Natalia Mochalskyy im Garchinger Rathaus.
Am 7. März jährte sich mein Umzug nach Deutschland zum vierten Mal. In weniger als einem Jahr darf ich die deutsche Staatsbürgerschaft beantragen. Im Moment ist das mein größtes Ziel: ein deutscher Pass. Ich weiß, dass ich nicht mehr in die Ukraine zurückkehren werde. Mein Leben sehe ich hier – in Deutschland. In meiner Heimatstadt, in der meine Eltern leben, ist die Lage weiterhin gefährlich. Auch im März wurden Bilhorod-Dnistrowskyj und die Umgebung erneut von Drohnen und Raketen getroffen. Mein Vater sagt, dass ihn diese Jahre sehr verändert haben. Er ist ständig angespannt. Wie könnte es auch anders sein? Das ist ein Leben im Ausnahmezustand, ein tägliches Überleben. Mein Cousin kämpfte zwei Jahre lang im Krieg. Jetzt hat er den Status „eingeschränkt diensttauglich“ erhalten. Er muss nicht mehr an die Front.

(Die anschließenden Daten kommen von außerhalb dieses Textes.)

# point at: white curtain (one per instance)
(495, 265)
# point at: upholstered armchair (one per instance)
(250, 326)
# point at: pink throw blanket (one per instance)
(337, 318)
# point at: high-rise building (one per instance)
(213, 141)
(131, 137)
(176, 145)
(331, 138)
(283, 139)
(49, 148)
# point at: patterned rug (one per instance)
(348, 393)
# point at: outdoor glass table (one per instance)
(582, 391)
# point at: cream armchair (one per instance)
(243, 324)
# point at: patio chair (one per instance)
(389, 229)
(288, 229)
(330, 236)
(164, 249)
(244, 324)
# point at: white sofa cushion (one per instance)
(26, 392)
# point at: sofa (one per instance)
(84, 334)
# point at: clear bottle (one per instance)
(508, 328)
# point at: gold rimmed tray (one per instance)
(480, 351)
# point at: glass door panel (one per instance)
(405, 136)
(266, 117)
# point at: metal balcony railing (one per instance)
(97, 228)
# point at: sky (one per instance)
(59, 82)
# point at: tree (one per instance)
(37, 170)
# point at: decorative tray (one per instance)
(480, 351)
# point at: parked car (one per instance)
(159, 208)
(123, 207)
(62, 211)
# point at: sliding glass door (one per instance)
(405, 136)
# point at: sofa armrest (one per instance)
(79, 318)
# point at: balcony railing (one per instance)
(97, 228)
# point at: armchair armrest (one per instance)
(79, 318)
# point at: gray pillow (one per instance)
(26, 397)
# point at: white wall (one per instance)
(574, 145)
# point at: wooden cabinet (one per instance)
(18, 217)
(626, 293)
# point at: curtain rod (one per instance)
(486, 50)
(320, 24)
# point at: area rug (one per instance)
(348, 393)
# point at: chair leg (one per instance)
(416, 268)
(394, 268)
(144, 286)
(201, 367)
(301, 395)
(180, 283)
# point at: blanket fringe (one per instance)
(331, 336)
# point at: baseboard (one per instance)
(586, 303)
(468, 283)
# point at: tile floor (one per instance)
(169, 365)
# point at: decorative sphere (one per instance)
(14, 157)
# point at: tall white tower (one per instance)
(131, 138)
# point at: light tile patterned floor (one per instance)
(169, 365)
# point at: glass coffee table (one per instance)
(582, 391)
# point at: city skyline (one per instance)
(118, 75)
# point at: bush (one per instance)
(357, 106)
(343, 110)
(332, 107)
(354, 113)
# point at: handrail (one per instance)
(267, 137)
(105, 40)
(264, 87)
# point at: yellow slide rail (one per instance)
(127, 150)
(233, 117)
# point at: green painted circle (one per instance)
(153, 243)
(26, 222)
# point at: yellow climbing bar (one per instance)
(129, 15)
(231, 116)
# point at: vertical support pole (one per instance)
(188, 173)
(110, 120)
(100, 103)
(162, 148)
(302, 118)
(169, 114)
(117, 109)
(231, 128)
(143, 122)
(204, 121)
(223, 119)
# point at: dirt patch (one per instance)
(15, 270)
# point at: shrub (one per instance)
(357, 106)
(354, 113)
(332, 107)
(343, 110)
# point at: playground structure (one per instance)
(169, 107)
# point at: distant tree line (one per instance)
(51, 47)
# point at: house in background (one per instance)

Stattdessen darf er eine Einheit im Hinterland wählen. Künftig wird er Maschinengewehrschütze und Drohnenpilot in unserer Heimatstadt sein und abends nach Hause zurückkehren können. Vor Kurzem konnte er zum ersten Mal seit vielen Monaten wieder ganz normal duschen – eine Kleinigkeit, die plötzlich unbezahlbar wirkt.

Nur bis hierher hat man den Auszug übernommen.